- Raman Location in Punjab, India Raman Raman (India)
- Coordinates: 29°57′01″N 74°57′43″E﻿ / ﻿29.950398°N 74.961948°E
- Country: India
- State: Punjab
- District: Bathinda

Government
- • Type: Constitutional Republic

Population (2011)
- • Total: 22,553

Languages
- • Official: Punjabi
- Time zone: UTC+5:30 (IST)
- PIN: 151301
- Telephone code: +911655
- Vehicle registration: PB45

= Raman, Bathinda =

Raman is a Suburb town of Bathinda City and a municipal council in Bathinda district in the Indian state of Punjab. It has one of the biggest refineries of India. Huge transformation is going to happen here in near future due to industrial growth in this area. Soon it will become the backbone of its district Bathinda.
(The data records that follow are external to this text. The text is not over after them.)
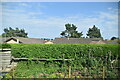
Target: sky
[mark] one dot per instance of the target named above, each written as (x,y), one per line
(47,19)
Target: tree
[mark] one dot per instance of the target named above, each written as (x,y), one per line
(94,32)
(113,38)
(10,32)
(71,32)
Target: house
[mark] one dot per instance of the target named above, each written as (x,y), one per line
(79,40)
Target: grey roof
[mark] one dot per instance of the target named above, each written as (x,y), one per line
(75,40)
(27,40)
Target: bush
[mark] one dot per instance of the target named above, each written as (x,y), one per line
(5,45)
(86,57)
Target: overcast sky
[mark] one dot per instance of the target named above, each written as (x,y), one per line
(47,19)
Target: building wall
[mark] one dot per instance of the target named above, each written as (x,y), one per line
(11,41)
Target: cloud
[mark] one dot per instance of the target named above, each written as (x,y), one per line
(50,27)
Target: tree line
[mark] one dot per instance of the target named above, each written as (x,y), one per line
(71,32)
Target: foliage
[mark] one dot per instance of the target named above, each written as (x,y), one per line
(71,31)
(14,32)
(94,32)
(113,38)
(5,45)
(88,60)
(118,41)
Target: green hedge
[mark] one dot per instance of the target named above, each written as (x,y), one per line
(81,53)
(5,45)
(89,57)
(56,51)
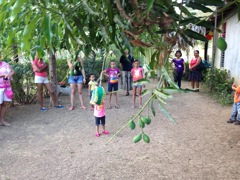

Tapacharya Shri Hem Kunwar Jain is main college for girl's education in the town which provide graduate and post graduate courses in the field of Arts, Information Technology and Commerce.
Raman is connected to district Bathinda and national capital New Delhi with Railways.
Bathinda Airport is nearest airport at distance of 57 km from Raman from which flights are available to Punjab and New Delhi.

==Demographics==
As of 2011 India census, Raman Municipal Council had population of 22,553 of which 12,009 are males while 10,544 are females as per report released by Census India 2011.Female Sex Ratio is 878. Literacy rate of Raman city is 73.44% lower than state average of 75.84%. In Raman, Male literacy is around 78.54% while female literacy rate is 67.62%.
Raman city has total 4,274 houses.

==History==
In the year 2008 construction of a petroleum refinery named Guru Gobind Singh Refinery by HPCL Mittal Energy Limited commenced which was completed in March 2012. It has boosted industrial growth in Raman by manifold.